Rick Archer: I find that actually with the few people I’ve met who might be you know, classified as saints. There’s a sort of a, a lively, vivacious, charismatic quality to their personalities, there’s no plain vanilla whatsoever, you know, I mean, they radiate a lot of consciousness, a lot of being but full of humor and mischievous mischievousness and, you know, personality and ranges of emotion, you know, anger and sadness and bliss and happiness and the whole gamut, you know, probably much more vividly than the average person, you know. So this whole notion of the placid sort of, you know, colorless sap of a personality is, hasn’t been in evidence in the instances that I’ve encountered.

Tim Freke: Same thing for me. That’s why for me now, I don’t talk about enlightenment. I talk about enlivenment.

Rick Archer: Good point. Good word.

Tim Freke: Yeah, that’s the place for me. Actually …got ’em both goin’.

Rick Archer: Well, I feel like I could go on forever with you, because you really fun to talk to you. But I know your boy is sick. And I don’t want to get later there. And I don’t want to keep you too long. So maybe we should wrap it up. And maybe in a couple of months, we could do another one, then now I’ve gotta do my homework, do my homework and think of more things we can talk about. So we don’t just say the same stuff.

Tim Freke: But I’m sure you know, my experiences. I mean, we talked earlier about my friendship with Peter Gandi,  and with many people. Well, we’ve been having one conversation now for over 40 years. Still interesting, because life’s like that, and I really enjoyed talking to you. So we can have a good time.

Rick Archer: Yeah, I mean, don’t you find that you can kind of, you’re probably talking about the same point now that you were 20-30 years ago with Peter, but you just kind of keep rehashing and getting to deeper nuances, deeper levels of the very same points.

Tim Freke: Really, and you need to keep coming back to it from different angles all the time. Don’t you find? That’s what

Rick Archer: Yeah, yeah, you do. You never have the final take on it. So well, you have anything that I’m sorry. Go ahead.

Tim Freke: Do you have I just noticed that you have on your Skype

Rick Archer: little bubble little message, their message?
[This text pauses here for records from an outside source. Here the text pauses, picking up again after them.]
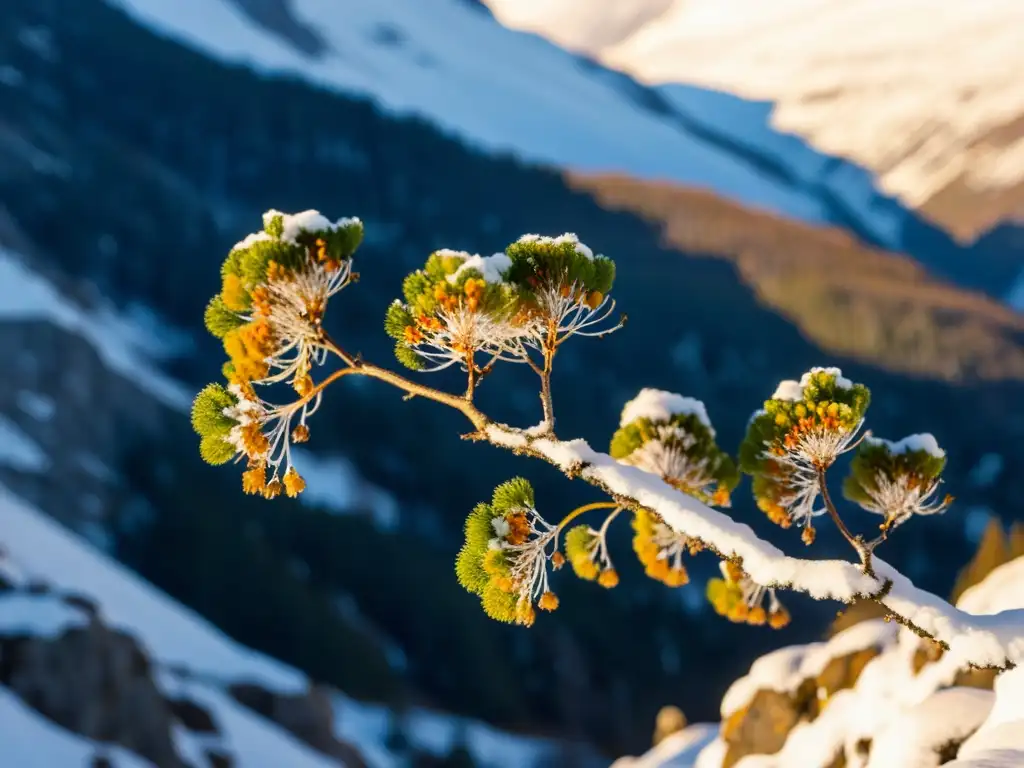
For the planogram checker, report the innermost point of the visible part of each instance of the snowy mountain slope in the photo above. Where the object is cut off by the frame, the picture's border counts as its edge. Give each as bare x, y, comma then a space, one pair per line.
927, 95
194, 662
128, 348
32, 741
497, 88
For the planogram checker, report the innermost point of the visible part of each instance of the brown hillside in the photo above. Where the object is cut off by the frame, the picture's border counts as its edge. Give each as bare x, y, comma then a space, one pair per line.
879, 307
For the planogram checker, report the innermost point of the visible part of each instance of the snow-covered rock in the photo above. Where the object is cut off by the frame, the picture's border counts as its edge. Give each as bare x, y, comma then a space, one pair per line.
897, 713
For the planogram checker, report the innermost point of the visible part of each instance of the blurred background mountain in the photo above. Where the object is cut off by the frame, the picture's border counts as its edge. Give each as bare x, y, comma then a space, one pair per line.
806, 182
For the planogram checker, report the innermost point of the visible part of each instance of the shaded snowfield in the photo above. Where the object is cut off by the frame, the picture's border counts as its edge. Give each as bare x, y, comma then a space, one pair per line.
499, 89
179, 640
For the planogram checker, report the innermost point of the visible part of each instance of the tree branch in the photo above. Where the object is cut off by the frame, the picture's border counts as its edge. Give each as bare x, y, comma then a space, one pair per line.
855, 541
994, 641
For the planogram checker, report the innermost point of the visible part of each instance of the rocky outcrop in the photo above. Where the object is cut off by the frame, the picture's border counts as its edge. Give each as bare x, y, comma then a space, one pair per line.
308, 716
762, 726
99, 683
96, 682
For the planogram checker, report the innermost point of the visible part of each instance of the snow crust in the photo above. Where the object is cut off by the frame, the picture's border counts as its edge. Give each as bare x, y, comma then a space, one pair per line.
790, 390
251, 240
582, 248
841, 381
295, 224
983, 640
492, 267
37, 615
913, 739
906, 716
925, 441
785, 669
658, 404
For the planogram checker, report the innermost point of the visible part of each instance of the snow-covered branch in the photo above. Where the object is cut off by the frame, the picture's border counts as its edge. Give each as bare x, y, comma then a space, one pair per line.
995, 640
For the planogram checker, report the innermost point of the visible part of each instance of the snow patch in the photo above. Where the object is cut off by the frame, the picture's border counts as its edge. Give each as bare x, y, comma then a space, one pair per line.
785, 669
925, 442
914, 737
26, 295
296, 224
841, 381
37, 615
788, 390
492, 267
658, 404
172, 633
31, 740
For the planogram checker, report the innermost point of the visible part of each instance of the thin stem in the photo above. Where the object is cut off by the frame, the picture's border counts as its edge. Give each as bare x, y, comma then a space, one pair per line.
471, 383
334, 347
855, 542
586, 508
412, 388
549, 361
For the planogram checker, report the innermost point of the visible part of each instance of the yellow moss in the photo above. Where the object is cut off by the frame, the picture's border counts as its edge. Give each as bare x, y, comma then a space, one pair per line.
294, 484
254, 479
548, 601
272, 489
677, 577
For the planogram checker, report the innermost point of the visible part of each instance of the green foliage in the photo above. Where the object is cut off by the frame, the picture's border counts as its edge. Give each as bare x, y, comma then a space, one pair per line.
685, 436
208, 416
580, 542
469, 564
823, 403
215, 450
409, 357
512, 496
220, 321
397, 320
555, 262
876, 460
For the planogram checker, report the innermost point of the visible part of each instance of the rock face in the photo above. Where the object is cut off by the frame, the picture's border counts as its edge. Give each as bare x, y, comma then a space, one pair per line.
763, 725
99, 683
310, 717
96, 682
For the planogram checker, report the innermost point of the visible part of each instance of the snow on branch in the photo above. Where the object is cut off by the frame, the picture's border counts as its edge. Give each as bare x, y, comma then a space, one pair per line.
995, 640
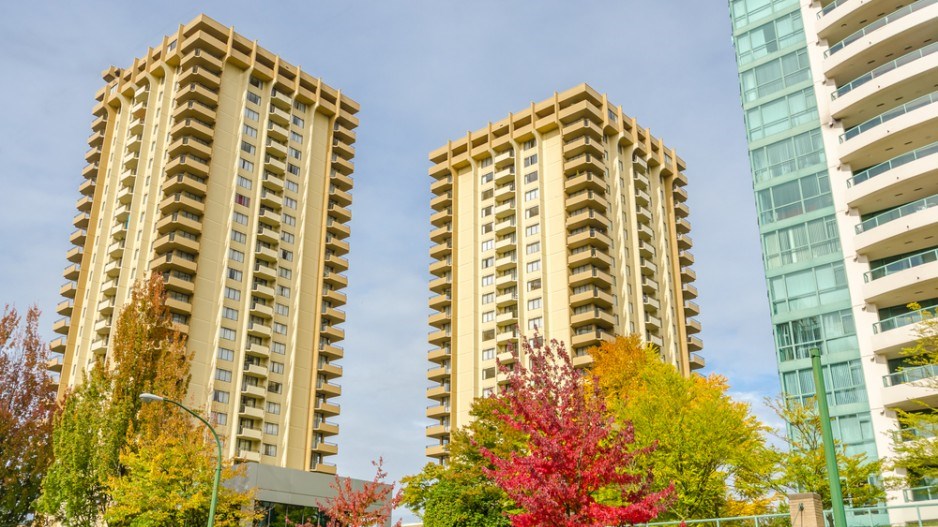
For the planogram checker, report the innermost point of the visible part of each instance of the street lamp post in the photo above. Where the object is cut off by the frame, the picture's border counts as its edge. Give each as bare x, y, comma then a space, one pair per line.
149, 397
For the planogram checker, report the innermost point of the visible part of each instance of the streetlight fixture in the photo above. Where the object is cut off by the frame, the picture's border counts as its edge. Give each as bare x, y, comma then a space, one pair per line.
153, 398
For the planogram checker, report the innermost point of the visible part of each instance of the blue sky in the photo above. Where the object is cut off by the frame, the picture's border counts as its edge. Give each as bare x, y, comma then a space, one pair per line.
423, 72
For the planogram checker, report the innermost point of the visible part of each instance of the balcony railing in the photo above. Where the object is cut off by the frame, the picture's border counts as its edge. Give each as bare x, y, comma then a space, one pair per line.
895, 162
898, 111
885, 68
898, 212
901, 265
898, 321
908, 375
876, 24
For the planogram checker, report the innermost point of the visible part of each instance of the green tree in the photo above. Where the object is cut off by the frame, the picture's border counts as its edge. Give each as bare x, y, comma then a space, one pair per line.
27, 408
459, 494
803, 467
916, 458
711, 447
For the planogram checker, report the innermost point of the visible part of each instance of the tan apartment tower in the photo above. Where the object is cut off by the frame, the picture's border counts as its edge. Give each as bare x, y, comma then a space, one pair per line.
227, 170
567, 216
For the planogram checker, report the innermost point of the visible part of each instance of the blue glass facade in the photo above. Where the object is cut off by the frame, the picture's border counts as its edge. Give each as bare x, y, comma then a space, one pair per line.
807, 286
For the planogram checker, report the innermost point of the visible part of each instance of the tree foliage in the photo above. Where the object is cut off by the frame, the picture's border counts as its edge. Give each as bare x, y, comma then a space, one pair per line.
133, 465
914, 447
459, 494
711, 447
27, 408
803, 467
578, 467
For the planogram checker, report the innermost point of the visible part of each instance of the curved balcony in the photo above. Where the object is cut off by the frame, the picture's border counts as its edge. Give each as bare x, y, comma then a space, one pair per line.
902, 128
881, 40
898, 282
913, 73
912, 175
899, 230
892, 335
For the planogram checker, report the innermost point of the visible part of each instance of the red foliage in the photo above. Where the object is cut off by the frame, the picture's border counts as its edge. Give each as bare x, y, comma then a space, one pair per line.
574, 453
372, 504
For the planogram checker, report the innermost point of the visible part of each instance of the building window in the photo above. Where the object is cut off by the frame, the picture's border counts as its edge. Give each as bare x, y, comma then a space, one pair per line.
225, 354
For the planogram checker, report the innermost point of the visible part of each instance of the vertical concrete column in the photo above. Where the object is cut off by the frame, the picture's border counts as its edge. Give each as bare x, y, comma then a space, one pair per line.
806, 510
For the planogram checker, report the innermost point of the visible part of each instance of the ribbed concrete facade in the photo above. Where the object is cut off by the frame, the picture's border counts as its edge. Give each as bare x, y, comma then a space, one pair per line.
227, 170
875, 70
566, 216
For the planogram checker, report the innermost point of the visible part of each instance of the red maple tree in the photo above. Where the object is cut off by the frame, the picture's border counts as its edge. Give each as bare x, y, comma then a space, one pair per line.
578, 468
369, 505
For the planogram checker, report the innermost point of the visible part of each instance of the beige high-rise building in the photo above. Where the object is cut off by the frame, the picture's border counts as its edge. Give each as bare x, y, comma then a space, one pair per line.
566, 216
227, 170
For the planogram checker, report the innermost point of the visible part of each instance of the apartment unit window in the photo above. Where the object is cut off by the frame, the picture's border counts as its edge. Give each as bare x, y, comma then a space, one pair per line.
219, 418
225, 354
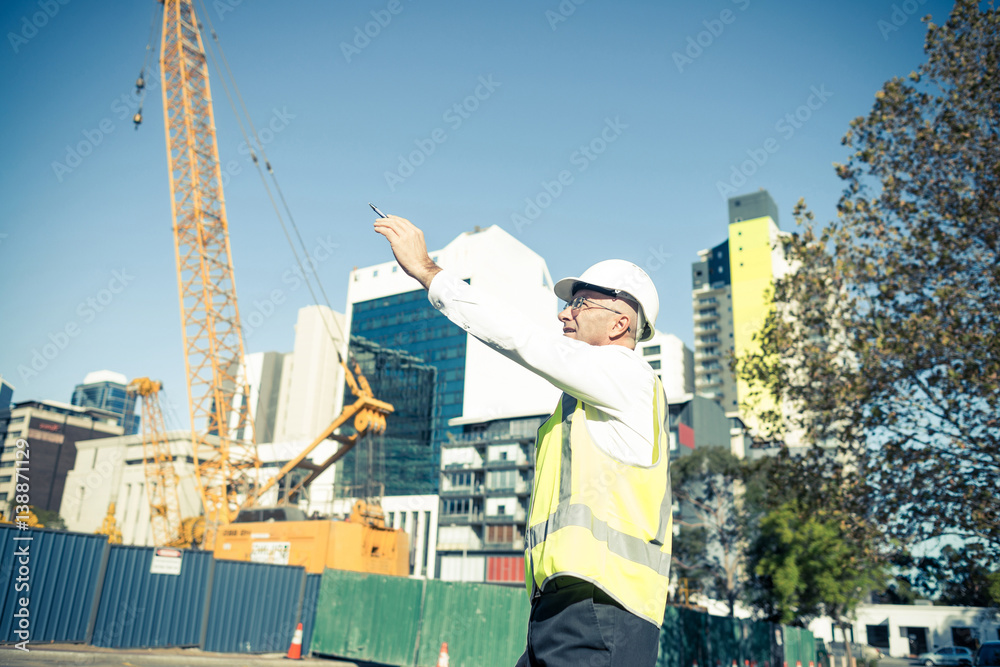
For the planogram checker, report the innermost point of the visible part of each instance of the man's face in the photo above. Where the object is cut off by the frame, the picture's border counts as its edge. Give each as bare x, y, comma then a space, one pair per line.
592, 322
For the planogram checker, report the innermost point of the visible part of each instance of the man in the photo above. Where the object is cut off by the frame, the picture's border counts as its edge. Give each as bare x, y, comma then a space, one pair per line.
597, 544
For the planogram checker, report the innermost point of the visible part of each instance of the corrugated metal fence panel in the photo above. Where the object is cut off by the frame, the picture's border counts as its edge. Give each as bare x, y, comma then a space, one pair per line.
60, 582
254, 607
682, 638
800, 647
485, 625
309, 609
757, 643
140, 609
724, 640
368, 617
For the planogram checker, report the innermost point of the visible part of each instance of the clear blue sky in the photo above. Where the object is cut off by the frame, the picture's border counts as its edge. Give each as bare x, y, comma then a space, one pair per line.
681, 115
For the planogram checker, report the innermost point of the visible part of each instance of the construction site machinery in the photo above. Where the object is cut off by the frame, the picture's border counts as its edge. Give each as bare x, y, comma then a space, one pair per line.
227, 466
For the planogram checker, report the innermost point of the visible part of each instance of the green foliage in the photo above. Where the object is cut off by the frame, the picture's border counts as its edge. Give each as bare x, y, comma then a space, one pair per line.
804, 565
884, 345
709, 546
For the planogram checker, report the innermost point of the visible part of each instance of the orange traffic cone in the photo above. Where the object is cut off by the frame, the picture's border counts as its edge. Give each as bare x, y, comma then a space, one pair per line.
295, 649
443, 655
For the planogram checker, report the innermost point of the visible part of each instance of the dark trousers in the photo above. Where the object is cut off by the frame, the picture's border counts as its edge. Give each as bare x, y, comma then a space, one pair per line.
576, 624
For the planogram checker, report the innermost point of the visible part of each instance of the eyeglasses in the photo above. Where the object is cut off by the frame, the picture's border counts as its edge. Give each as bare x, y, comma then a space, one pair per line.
580, 301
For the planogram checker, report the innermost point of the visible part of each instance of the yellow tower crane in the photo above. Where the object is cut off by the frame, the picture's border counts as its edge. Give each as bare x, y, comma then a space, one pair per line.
226, 466
162, 482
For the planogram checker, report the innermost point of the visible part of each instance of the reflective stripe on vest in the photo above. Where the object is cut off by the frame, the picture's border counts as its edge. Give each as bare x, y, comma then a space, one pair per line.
612, 523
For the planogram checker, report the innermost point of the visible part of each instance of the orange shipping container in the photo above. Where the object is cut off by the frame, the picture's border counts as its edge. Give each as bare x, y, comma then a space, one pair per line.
341, 545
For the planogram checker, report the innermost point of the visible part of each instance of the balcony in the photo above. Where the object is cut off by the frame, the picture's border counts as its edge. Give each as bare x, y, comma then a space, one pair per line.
517, 517
460, 519
507, 463
466, 439
521, 488
474, 465
456, 491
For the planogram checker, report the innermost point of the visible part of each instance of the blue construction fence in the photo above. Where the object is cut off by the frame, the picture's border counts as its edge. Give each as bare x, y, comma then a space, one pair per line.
77, 588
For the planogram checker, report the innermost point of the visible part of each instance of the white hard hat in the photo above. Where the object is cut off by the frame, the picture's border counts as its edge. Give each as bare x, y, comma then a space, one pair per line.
618, 278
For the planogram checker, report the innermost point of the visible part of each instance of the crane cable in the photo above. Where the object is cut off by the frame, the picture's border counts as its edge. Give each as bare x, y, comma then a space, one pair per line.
140, 82
259, 145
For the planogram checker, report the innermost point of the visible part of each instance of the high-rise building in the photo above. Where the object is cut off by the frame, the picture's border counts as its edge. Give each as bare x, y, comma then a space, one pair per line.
673, 362
310, 396
396, 461
105, 390
730, 295
391, 309
263, 375
111, 469
52, 430
6, 399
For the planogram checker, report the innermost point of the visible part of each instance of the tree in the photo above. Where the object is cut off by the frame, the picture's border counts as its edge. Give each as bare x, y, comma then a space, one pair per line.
709, 546
811, 552
885, 340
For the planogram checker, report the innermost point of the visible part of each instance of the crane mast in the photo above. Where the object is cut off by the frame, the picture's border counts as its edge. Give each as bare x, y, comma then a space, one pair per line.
225, 454
158, 462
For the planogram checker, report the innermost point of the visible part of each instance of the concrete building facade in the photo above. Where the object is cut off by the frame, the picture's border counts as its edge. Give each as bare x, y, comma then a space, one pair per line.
312, 380
672, 360
487, 472
110, 470
905, 631
52, 430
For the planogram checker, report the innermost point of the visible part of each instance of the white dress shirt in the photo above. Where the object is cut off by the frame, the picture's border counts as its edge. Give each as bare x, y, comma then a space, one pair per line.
613, 379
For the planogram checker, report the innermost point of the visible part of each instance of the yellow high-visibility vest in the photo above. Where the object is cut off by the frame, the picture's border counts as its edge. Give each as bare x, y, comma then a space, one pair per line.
596, 518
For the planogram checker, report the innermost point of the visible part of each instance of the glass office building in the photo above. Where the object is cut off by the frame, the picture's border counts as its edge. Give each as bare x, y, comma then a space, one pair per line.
105, 390
408, 322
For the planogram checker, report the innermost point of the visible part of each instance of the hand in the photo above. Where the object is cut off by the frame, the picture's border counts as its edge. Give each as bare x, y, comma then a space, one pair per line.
409, 247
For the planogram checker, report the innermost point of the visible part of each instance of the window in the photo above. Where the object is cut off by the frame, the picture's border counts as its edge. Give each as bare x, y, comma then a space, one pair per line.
501, 535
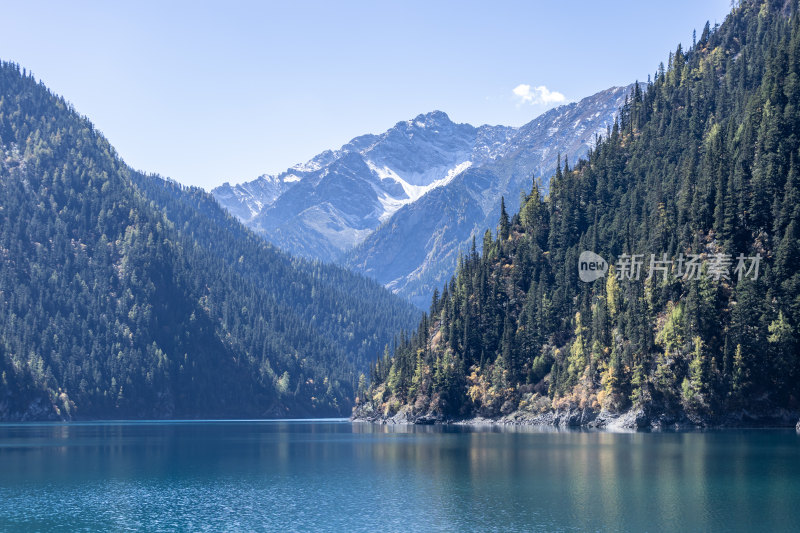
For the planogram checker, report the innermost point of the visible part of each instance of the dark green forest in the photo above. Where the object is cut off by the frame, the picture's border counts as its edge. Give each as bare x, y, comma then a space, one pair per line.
703, 161
125, 295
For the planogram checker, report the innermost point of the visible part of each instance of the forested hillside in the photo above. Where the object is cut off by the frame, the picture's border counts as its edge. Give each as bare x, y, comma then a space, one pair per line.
129, 296
702, 171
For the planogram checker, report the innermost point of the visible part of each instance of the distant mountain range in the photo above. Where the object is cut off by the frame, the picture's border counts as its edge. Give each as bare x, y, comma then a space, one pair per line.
124, 295
400, 205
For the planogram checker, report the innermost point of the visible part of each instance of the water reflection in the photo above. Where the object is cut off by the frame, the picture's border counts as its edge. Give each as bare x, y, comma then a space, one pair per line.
342, 476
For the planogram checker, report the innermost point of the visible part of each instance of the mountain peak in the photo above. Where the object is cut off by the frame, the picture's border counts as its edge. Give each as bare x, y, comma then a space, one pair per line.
432, 118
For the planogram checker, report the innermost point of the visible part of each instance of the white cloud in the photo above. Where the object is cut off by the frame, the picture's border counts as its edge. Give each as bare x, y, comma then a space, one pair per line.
537, 95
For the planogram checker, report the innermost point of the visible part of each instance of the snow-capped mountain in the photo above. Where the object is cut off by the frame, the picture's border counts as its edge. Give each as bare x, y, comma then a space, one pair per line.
400, 205
327, 206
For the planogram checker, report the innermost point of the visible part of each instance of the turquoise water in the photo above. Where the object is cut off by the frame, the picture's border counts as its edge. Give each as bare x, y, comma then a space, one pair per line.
338, 476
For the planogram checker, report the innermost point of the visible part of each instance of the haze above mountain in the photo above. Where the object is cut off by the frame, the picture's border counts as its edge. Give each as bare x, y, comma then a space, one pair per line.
400, 205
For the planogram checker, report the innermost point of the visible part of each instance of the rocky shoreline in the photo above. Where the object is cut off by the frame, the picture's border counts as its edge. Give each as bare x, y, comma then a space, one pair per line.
633, 419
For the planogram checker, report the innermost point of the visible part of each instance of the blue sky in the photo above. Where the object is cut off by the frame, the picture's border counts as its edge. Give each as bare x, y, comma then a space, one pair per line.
207, 92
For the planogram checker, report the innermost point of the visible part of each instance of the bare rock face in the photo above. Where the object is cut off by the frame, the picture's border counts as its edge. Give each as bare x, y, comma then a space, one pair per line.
401, 206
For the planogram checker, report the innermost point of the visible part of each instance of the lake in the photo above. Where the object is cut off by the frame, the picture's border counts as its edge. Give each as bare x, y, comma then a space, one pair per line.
342, 476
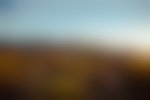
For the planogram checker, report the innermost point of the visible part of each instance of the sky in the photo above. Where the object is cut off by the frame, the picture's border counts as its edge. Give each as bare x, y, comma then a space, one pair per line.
115, 21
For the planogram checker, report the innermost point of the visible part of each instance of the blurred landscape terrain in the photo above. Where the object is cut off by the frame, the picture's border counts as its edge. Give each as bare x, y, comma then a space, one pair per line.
37, 72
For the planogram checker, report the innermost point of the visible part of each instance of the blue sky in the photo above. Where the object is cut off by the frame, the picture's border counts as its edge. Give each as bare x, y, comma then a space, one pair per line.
87, 19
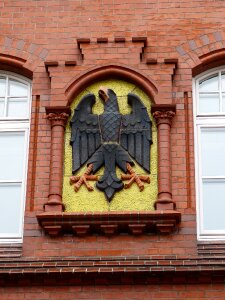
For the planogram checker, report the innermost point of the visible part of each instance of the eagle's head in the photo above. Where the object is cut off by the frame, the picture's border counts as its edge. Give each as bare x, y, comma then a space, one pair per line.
109, 99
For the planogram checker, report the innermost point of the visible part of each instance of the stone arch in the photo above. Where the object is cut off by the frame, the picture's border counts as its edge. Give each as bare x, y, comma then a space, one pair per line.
78, 83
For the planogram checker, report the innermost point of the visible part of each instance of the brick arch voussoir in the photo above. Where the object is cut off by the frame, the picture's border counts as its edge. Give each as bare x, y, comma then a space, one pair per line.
80, 82
203, 52
21, 56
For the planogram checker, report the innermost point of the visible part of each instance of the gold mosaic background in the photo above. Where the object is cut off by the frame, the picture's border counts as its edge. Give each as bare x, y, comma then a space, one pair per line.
126, 199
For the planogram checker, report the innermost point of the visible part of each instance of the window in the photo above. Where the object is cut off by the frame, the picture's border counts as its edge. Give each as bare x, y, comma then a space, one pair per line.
209, 110
15, 95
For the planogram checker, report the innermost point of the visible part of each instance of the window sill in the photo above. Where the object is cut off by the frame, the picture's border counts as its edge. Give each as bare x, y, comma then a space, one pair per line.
109, 224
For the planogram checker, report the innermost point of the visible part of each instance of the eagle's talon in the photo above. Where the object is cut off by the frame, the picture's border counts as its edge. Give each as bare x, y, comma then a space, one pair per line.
133, 177
83, 179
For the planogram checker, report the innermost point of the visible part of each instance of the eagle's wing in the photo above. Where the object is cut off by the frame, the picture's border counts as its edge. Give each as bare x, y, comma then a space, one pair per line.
85, 133
136, 132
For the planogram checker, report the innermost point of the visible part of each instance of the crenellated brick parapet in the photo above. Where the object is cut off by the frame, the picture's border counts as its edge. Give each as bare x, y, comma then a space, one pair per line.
58, 117
163, 115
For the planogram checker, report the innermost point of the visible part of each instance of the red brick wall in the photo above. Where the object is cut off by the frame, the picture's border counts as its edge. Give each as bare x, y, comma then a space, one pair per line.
168, 292
39, 31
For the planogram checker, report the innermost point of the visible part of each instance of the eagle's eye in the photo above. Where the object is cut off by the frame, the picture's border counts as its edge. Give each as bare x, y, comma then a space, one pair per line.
103, 93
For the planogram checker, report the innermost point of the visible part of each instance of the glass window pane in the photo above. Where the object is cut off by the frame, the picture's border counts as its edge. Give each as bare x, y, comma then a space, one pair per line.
214, 205
223, 81
2, 106
223, 97
209, 103
10, 208
209, 84
12, 150
2, 86
17, 89
213, 151
17, 107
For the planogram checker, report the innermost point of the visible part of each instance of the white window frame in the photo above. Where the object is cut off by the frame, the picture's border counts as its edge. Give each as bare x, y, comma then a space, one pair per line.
205, 120
18, 124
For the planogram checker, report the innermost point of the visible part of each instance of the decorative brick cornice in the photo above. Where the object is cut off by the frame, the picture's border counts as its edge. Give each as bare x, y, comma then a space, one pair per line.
116, 270
109, 223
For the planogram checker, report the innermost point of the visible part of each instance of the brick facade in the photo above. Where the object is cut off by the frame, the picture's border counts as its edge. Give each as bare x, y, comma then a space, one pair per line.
63, 46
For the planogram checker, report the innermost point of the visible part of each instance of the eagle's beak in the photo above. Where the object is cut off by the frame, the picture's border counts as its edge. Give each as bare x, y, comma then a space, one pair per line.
103, 93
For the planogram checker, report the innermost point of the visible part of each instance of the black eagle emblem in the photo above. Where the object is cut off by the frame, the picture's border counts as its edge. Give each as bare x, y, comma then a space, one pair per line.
110, 139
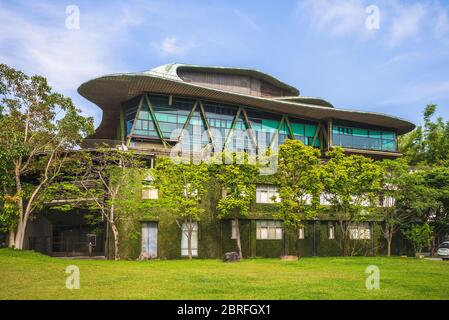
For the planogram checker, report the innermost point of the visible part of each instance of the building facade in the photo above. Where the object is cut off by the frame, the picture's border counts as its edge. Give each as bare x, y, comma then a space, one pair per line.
202, 109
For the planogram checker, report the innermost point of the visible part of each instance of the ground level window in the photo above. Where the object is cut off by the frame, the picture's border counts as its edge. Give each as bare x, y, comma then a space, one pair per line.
301, 233
149, 193
233, 230
331, 232
360, 232
268, 230
265, 193
149, 239
194, 241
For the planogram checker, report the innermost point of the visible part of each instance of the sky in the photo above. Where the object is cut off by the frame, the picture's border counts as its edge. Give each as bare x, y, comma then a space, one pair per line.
387, 56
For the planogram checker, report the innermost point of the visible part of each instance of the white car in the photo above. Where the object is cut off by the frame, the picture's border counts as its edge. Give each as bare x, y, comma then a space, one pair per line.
443, 250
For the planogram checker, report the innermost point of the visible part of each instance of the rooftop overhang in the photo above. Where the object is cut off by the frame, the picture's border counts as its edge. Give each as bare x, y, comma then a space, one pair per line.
109, 92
Tim Freke: “Whatever you think it’s more than that”  Yeah. Incredible String Band. And I didn’t think you could put it better than that. Whatever. You think it’s more than that. So there’s always more.

Rick Archer: Do you ever listen to them?

Tim Freke:  I do. Yeah,

Rick Archer:  That one is from Job’s tears if you want to listen that song, they sing it near the end of Job’s tears fantastic song. So let me just wrap it up by saying that I you know, I’ve really appreciated this opportunity. And for those listening, I’ve been talking with Timothy Freke, who lives in the UK, but travels around the world. I’ll be putting on batgap.com. This, this interview, but also links to Tim’s site and anything else he wants me to put, send me a little bio, I’ll stick there. And people listen to this in various ways. And so just in case you happen to be, you know, one guy wrote me said he listens while riding on a horse in Arizona. So in case you’re unaware of that, if you found this on YouTube, for instance, and you’re unaware that there is a website where all of these are archived, go to batgap.com Bat gap, which is an acronym for Buddha at the Gas Pump, and which was the implication of which is that, you know, ordinary people these days are getting enlightened or whatever word you want to use. Go there. You’ll find this and other interviews and you can subscribe to an email newsletter to be notified of new ones. Subscribe to a podcast, subscribe to an RSS feed to have it come in your blog reader and anything else I managed to dream up as I wade through this technological quagmire that we call the Internet. So, so thanks a lot, Tim. And we’ll revisit in a couple of months.

Tim Freke:  Great. Well, thank you for having me here. Everybody involved.